そのため、印象派の先駆者とも言われています。
ミレーと「落穂拾い」についてもっと知る
ここでミレーと「落穂拾い」についてもっと知ることのできる本をご紹介します。
もっと知りたいミレー 生涯と作品
もっと知りたいシリーズのミレー編。

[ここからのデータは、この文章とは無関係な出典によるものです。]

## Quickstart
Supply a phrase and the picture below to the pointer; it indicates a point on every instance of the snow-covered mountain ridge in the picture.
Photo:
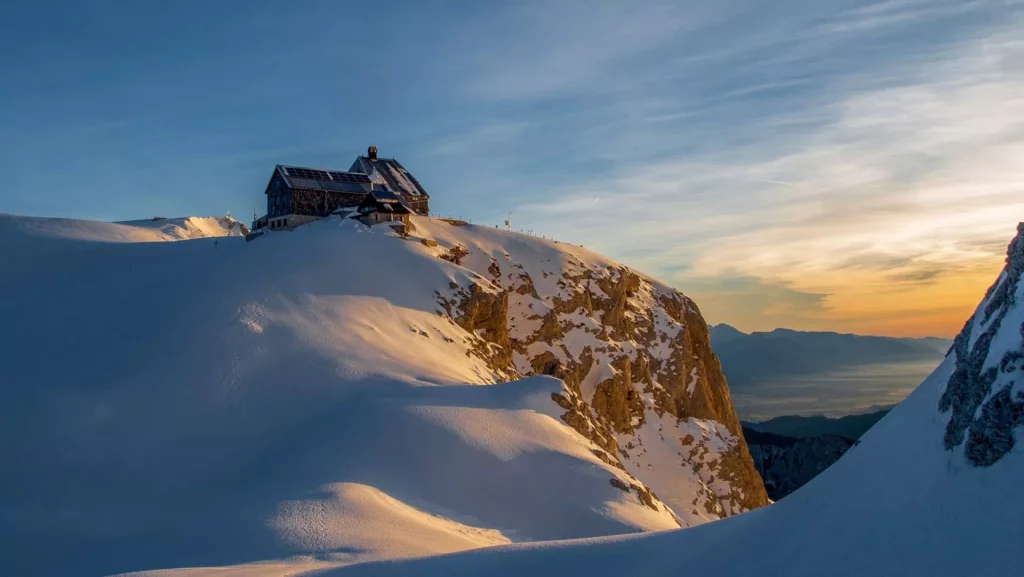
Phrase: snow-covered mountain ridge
(315, 397)
(933, 489)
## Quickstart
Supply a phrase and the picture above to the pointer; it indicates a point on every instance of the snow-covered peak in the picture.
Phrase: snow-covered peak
(154, 230)
(933, 489)
(339, 394)
(984, 396)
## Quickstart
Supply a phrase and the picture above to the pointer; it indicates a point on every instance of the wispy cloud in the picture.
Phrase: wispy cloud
(894, 168)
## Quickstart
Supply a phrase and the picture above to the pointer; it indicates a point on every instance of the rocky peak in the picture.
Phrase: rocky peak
(643, 383)
(984, 395)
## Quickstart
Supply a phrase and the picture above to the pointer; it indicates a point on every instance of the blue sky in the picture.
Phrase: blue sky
(824, 165)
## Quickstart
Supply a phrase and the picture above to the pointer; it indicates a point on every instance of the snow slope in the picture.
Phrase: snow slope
(296, 399)
(13, 228)
(934, 489)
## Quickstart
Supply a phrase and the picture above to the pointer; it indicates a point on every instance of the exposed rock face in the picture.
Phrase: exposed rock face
(787, 463)
(984, 396)
(643, 382)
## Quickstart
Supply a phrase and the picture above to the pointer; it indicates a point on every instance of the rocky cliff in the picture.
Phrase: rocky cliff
(643, 382)
(983, 397)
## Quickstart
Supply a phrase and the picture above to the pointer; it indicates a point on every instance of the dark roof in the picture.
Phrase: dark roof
(317, 179)
(393, 173)
(384, 201)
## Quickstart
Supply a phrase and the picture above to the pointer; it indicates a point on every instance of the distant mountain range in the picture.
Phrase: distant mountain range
(749, 359)
(791, 450)
(850, 426)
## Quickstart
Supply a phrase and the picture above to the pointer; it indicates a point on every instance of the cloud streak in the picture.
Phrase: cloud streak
(896, 168)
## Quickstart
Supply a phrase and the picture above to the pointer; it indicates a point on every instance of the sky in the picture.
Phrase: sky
(847, 166)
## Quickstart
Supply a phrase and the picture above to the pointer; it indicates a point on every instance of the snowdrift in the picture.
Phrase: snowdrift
(932, 490)
(214, 402)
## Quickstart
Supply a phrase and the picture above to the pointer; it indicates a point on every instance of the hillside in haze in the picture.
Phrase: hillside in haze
(751, 358)
(340, 394)
(851, 426)
(787, 372)
(933, 489)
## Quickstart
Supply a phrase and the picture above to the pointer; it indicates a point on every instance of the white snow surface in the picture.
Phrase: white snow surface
(217, 407)
(897, 503)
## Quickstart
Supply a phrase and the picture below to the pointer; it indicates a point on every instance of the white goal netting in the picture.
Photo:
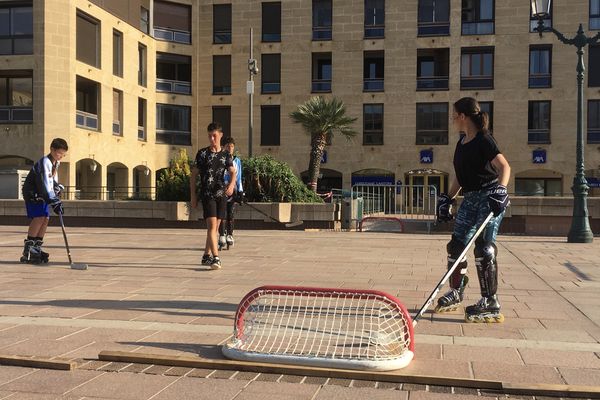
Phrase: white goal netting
(333, 328)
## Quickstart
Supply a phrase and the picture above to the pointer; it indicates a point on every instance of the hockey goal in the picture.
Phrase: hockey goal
(322, 327)
(381, 224)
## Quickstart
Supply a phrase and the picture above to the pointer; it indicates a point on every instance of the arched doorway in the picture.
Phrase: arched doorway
(328, 179)
(117, 181)
(88, 180)
(142, 182)
(538, 182)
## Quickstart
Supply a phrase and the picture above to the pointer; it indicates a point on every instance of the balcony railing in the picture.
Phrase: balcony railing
(373, 85)
(434, 28)
(86, 120)
(16, 114)
(172, 86)
(183, 138)
(321, 85)
(172, 35)
(322, 33)
(477, 28)
(477, 82)
(432, 82)
(540, 80)
(538, 136)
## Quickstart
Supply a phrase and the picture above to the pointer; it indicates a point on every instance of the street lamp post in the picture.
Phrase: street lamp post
(580, 231)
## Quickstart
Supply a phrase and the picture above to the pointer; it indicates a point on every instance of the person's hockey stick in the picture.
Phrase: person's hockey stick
(73, 265)
(287, 225)
(450, 271)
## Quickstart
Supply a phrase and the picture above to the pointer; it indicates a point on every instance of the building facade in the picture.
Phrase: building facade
(129, 83)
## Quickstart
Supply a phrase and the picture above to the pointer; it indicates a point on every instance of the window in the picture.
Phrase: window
(221, 74)
(477, 68)
(488, 107)
(540, 66)
(172, 22)
(533, 22)
(117, 112)
(432, 123)
(144, 20)
(16, 97)
(374, 18)
(173, 73)
(271, 22)
(593, 121)
(321, 72)
(539, 122)
(173, 124)
(322, 19)
(270, 131)
(432, 69)
(594, 66)
(221, 23)
(142, 65)
(16, 29)
(594, 14)
(222, 115)
(477, 17)
(271, 73)
(434, 18)
(538, 186)
(88, 40)
(87, 103)
(373, 71)
(142, 119)
(372, 124)
(117, 53)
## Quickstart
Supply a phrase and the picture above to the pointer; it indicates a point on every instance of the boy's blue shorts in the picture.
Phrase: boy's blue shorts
(35, 210)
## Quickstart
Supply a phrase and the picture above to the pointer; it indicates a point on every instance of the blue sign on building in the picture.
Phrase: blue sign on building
(426, 156)
(539, 156)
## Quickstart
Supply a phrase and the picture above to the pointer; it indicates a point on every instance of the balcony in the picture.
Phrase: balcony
(171, 86)
(17, 115)
(538, 136)
(171, 35)
(86, 120)
(432, 83)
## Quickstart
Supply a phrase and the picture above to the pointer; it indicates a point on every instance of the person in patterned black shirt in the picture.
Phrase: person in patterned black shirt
(210, 165)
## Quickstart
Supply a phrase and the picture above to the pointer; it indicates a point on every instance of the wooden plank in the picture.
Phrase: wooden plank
(588, 392)
(390, 376)
(37, 362)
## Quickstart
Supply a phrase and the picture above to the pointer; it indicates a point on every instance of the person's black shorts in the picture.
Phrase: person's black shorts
(214, 207)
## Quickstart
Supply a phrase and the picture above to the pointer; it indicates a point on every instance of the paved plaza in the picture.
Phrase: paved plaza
(146, 292)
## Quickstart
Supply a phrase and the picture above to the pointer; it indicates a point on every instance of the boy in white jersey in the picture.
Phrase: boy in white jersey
(41, 191)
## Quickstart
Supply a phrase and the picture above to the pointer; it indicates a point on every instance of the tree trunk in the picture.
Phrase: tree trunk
(318, 142)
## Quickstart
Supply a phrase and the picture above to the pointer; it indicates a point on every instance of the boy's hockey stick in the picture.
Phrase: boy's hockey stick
(450, 271)
(287, 225)
(73, 265)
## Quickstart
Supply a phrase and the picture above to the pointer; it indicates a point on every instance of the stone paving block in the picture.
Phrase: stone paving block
(526, 374)
(121, 386)
(51, 382)
(342, 393)
(201, 389)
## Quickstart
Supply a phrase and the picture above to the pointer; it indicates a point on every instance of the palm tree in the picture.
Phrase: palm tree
(321, 118)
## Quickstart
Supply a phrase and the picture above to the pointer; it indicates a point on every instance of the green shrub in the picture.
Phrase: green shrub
(268, 180)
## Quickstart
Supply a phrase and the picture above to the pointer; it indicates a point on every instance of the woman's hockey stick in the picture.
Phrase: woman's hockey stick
(287, 225)
(73, 265)
(450, 271)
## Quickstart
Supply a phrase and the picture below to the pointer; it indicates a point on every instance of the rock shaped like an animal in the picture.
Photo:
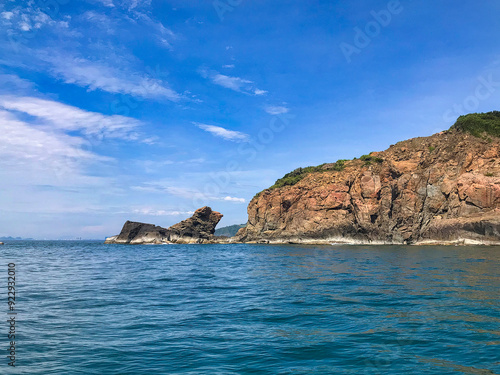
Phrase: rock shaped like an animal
(197, 229)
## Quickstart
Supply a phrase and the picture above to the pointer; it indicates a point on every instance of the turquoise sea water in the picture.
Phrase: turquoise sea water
(89, 308)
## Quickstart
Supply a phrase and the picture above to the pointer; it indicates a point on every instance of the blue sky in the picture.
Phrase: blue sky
(147, 110)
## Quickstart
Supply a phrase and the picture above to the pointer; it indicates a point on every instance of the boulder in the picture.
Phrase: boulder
(199, 228)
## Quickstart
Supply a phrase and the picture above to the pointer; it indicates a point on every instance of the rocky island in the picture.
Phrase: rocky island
(199, 228)
(441, 189)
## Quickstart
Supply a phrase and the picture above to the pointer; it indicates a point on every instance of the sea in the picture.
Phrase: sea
(82, 307)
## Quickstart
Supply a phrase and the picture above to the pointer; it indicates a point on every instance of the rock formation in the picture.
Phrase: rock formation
(197, 229)
(439, 189)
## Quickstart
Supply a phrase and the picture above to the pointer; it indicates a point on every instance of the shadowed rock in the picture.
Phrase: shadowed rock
(197, 229)
(439, 189)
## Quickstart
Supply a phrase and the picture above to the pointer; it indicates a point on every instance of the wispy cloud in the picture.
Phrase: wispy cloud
(94, 75)
(230, 135)
(233, 83)
(148, 211)
(277, 110)
(187, 193)
(56, 115)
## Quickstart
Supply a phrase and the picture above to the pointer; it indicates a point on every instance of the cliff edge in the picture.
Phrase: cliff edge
(439, 189)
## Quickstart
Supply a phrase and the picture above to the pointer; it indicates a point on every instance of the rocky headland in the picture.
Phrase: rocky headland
(199, 228)
(442, 189)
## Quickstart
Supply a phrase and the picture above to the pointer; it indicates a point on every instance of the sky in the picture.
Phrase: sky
(146, 110)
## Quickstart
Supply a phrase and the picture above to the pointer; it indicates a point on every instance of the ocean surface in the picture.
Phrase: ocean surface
(88, 308)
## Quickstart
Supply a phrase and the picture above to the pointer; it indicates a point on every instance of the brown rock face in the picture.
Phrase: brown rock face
(197, 229)
(442, 188)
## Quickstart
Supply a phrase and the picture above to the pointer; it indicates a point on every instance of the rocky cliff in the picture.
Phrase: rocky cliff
(199, 228)
(439, 189)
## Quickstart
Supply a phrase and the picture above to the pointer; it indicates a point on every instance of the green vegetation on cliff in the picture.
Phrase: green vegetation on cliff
(298, 174)
(479, 124)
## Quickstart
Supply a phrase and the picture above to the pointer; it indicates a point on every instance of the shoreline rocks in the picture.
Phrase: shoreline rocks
(442, 189)
(199, 228)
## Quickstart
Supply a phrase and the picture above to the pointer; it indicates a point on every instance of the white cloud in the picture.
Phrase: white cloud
(67, 118)
(107, 3)
(164, 35)
(186, 193)
(155, 212)
(7, 15)
(233, 83)
(276, 110)
(95, 76)
(218, 131)
(31, 18)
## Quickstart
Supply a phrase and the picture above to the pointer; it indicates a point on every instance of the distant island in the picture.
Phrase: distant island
(441, 189)
(15, 239)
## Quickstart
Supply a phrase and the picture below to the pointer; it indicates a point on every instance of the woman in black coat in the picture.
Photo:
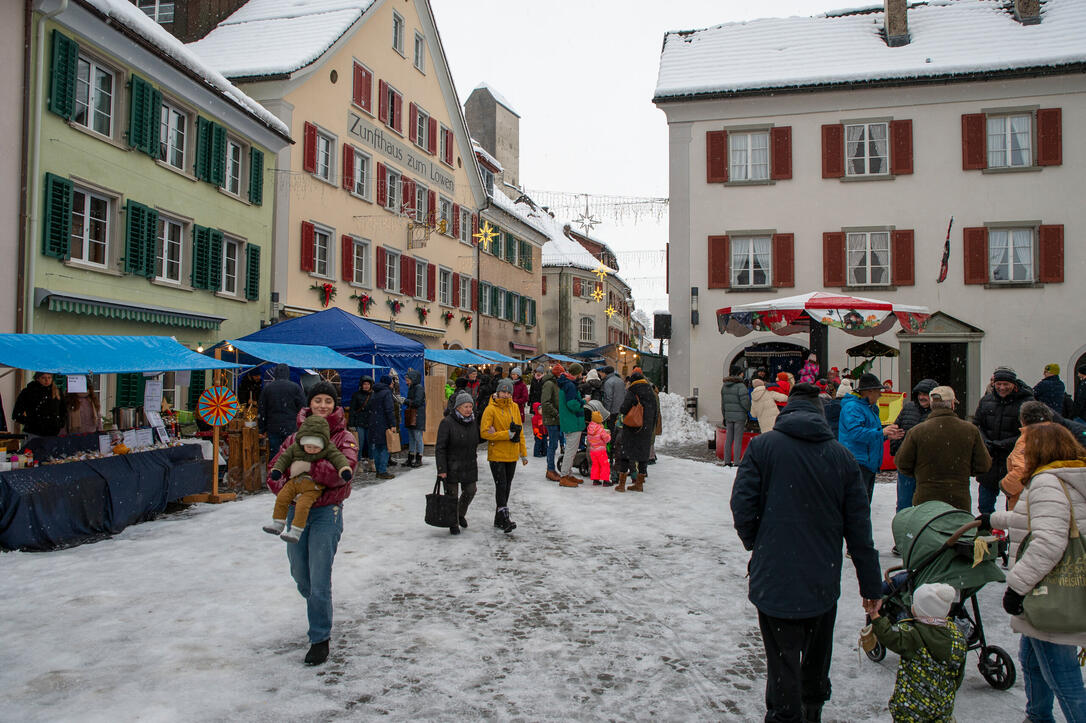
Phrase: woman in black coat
(455, 453)
(636, 443)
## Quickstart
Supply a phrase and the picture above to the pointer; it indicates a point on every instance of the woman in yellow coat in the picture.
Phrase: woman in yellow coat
(501, 426)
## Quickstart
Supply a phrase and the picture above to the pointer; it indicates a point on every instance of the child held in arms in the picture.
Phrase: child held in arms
(311, 444)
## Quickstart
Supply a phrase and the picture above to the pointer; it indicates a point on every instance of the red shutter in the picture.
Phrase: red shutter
(900, 147)
(719, 259)
(308, 258)
(346, 257)
(833, 258)
(310, 149)
(901, 248)
(1049, 137)
(348, 166)
(833, 150)
(780, 153)
(784, 259)
(382, 185)
(974, 150)
(1050, 246)
(716, 156)
(975, 254)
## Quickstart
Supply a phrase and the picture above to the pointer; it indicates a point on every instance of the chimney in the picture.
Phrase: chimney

バルビゾン派の画家の中でも最も愛される画家ミレーの初期の作品から晩年の作品まで時系列的にその生涯と代表作を紹介している一冊です。
ミレーは農民画家として有名ですが、ロマン主義を継承し印象派や象徴主義を先取りするような瑞々しい風景画も描いています。
従来のミレー像とは違う視点で、人間的で自由な表現をする感性豊かな画家という切り口で捉えています。
「農民画家」ミレーの真実
画家ミレーを語る時、”ミレー神話”という言葉がでてきます。
ミレー神話は、ミレーの友人で美術評論家のアルフレッド・サンシエが執筆した、ミレーの伝記「ミレーの生涯と作品」で、道徳的で、信仰深く、清貧の農民画家というミレーのイメージが作られ、日本やアメリカでミレーは礼賛されることになったのです。
この本では、ミレー神話の真偽を明らかにし、一からミレーの芸術的価値の真実を見直す一冊です。
ミレーの名画はなぜこんなに面白いのか 種をまく人、晩鐘、落穂拾いミレーの世界を作品でめぐる
ミレーの農村と田園を舞台とする絵は、四季表現を趣む日本人に明治時代から愛されてきました。
ミレーの魅力を楽しいギャラリートーク形式で解説し、年表とともに100点を超えるカラーの図版を掲載している、生誕200年記念に出版された一冊です。
一人の画家の年代を追った作風の変遷が、時代、場所、ライフステージや、家族・友人・アカデミー・他の画家らとの関わりと共に示され、それぞれの絵への理解が深まります。
まとめ
日本でもよく知られるミレーの「落穂拾い」について、落穂拾いの意味から、絵画の背景、反響、そして画家ミレーについて詳しく解説しました。
日本で定着した清貧の農民画家というイメージとは違う、新しい視点でミレーの絵を見直すことにより真のミレーの絵の素晴らしさが楽しめることになるのではないでしょうか。